Sumber gambar : NU Onliine Mojokerto

KOLOM JUM’AT L
Jum’at, 15 Juli 2022

Beberapa hari yang lalu kita baru saja merayakan hari raya Idul Adha. Hari raya ini biasa disebut dengan hari raya haji atau hari raya kurban. Setiap kali memperingati hari raya yang jatuh pada tanggal tanggal 10 Dzulhijjah ini kita selalu mengingat akan dahsyatnya peristiwa yang dialami oleh Nabi Ibrahim dan anaknya, Ismail. Hingga Allah mengabadikannya di dalam Alqur’an. Betapa Nabi Ibrahim harus berbesar hati merelakan buah hatinya untuk dikorbankan semata-mata atas perintah Tuhannya.

Namun, dalam rangkaian peristiwa besar itu, kita tidak boleh melupakan sosok perempuan tangguh dan tabah dalam merespon risalah yang dibawa suaminya, Ibrahim. Dia adalah Sayyidah Hajar. Kisah Sayyidah Hajar merupakan inspirasi bagi semua perempuan, bukan hanya bagi perempuan muslim saja. Kisah itu bermula dari ketabahan dan keikhlasannya menjalankan perintah Tuhan karena keyakinannya akan janji-Nya. Ini menunjukkan bagaimana tindakan seorang perempuan telah diabadikan ke dalam salah satu rukun Islam ke lima.

Sayyidah Hajar adalah istri kedua dari Nabi Ibrahim.
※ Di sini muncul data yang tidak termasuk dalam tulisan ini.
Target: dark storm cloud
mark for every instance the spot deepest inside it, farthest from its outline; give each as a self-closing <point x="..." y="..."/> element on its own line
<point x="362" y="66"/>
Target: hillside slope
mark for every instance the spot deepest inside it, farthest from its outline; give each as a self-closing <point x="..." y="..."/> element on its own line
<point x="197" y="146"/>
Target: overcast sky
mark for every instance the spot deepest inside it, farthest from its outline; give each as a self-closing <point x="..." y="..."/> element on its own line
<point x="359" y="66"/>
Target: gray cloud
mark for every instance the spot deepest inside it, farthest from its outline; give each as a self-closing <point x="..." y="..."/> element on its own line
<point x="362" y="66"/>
Ia adalah seorang budak sahaya berkulit hitam yang dihadiahkan oleh raja Mesir kepada Nabi Ibrahim untuk dijadikan istri. Dalam status sosial pada saat itu, Hajar hampir tak punya makna dan disia-siakan. Istri pertama Nabi Ibrahim adalah Sayyidah Sarah, yang nantinya akan melahirkan Nabi Ishaq. Namun sebelum Sayyidah Sarah mempunyai anak, Sayyidah Hajar terlebih dahulu mempunyai anak bernama Ismail.
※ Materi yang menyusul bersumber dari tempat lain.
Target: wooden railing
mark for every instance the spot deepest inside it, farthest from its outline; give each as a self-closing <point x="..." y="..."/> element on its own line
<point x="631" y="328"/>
Sayyidah Sarah yang cemburu melihat Sayyidah Hajar karena terlebih dahulu dikaruniai anak setelah sekian lama menunggu, merasa kecewa dan tidak ingin tinggal seatap dengannya. Semata-mata demi menjaga perasaan Sayyidah Sarah, Hajar rela untuk pergi menjauh dari rumah. Nabi Ibrahim kemudian memindahkan Sayyidah Hajar dan Ismail kecil ke sebuah lembah gurun nun jauh dan gersang. Daerah yang tidak berpenduduk dan juga tidak ada sumber air yang diketahui.

Di tengah padang tandus Sayyidah Hajar hanya berbekal sebuah tas berisi kurma dan sedikit air. Hajar dan bayinya, atas perintah Allah, ditinggalkan oleh Nabi Ibrahim sendirian tanpa adanya seorang pun yang menemaninya dan membantunya. Itu adalah lambang ketaatan dan ketaqwaan. Ia yakin, bahwa Tuhannya tidak akan menelantarkannya.
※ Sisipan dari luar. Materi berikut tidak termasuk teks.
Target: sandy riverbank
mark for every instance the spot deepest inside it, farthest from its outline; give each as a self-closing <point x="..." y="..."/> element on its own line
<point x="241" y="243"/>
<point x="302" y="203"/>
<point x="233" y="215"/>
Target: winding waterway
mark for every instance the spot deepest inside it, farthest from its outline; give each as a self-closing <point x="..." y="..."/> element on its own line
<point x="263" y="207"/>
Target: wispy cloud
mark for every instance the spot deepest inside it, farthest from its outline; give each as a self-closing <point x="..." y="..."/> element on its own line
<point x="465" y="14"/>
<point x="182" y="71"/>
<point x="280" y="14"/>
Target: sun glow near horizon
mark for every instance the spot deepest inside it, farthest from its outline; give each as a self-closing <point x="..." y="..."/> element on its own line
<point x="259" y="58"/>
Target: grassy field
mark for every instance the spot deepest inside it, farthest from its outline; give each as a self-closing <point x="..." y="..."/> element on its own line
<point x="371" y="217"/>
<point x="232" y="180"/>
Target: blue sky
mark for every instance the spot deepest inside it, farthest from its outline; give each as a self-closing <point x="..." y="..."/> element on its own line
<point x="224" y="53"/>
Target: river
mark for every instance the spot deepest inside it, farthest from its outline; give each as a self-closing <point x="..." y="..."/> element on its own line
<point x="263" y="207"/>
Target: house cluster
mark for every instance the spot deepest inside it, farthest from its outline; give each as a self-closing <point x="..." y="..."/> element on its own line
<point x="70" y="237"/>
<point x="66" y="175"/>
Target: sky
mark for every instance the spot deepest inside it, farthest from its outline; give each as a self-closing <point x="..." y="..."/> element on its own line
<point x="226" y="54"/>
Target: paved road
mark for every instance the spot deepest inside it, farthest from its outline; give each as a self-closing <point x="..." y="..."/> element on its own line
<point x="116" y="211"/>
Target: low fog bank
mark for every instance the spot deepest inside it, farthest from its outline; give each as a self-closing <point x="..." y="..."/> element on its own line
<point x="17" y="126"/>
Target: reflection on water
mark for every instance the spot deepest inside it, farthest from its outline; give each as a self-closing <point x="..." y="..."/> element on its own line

Sayyidah Hajar adalah sosok ibu yang sangat bertanggung jawab. Seorang ibu yang memiliki cinta yang tulus. Ia merawat anak tercintanya seorang diri di lembah gersang berhadapan dengan rasa sepi, takut, tanpa adanya figur suami. Kendati demikian, Hajar tidak menuntut Ibrahim untuk tinggal bersamanya. Sebelum kepergian Nabi Ibrahim, Hajar hanya bertanya apakah kepergiannya ini merupakan perintah Allah? Nabi Ibrahim hanya mengiyakan pertanyaannya sambil berjalan menjauh. Tak lama setelah itu, ketika Nabi Ibrahim sudah sampai di bukit, dimana sudah tidak terlihat oleh istrinya, kemudian ia berdo’a dan menengadahkan tangan ke langit memohon untuk keselamatan keduanya.

Setelah ditinggal Nabi Ibrahim dalam waktu yang cukup lama, perbekalan yang tersedia mulai habis. Air susu pun sudah mengering. Melihat anaknya kelaparan dan kehausan, Hajar berlari kesana kemari menuju bukit Shofa dan Marwa berharap ada air yang dapat diminum. Sayyidah Hajar semakin panik karena tidak ada apapun yang ia dapatkan. Ia bangkit berlari lagi ke bukit Shofa dan Marwa sampai tujuh kali mengelilinginya. Tetapi ia tak pernah menyerah pada penderitaan, tak pernah menyerah pada keadaan. Ia terus bergerak dan terus berusaha. Hajar tidak mau hanya pasrah tanpa upaya. Sayyidah Hajar tidak mau hanya menunggu sambil menanti mu’jizat turun dari langit. Ini adalah bentuk ketaqwaan yang sebenarnya, berserah diri memohon kepada Allah, namun disertai dengan usaha mencarinya.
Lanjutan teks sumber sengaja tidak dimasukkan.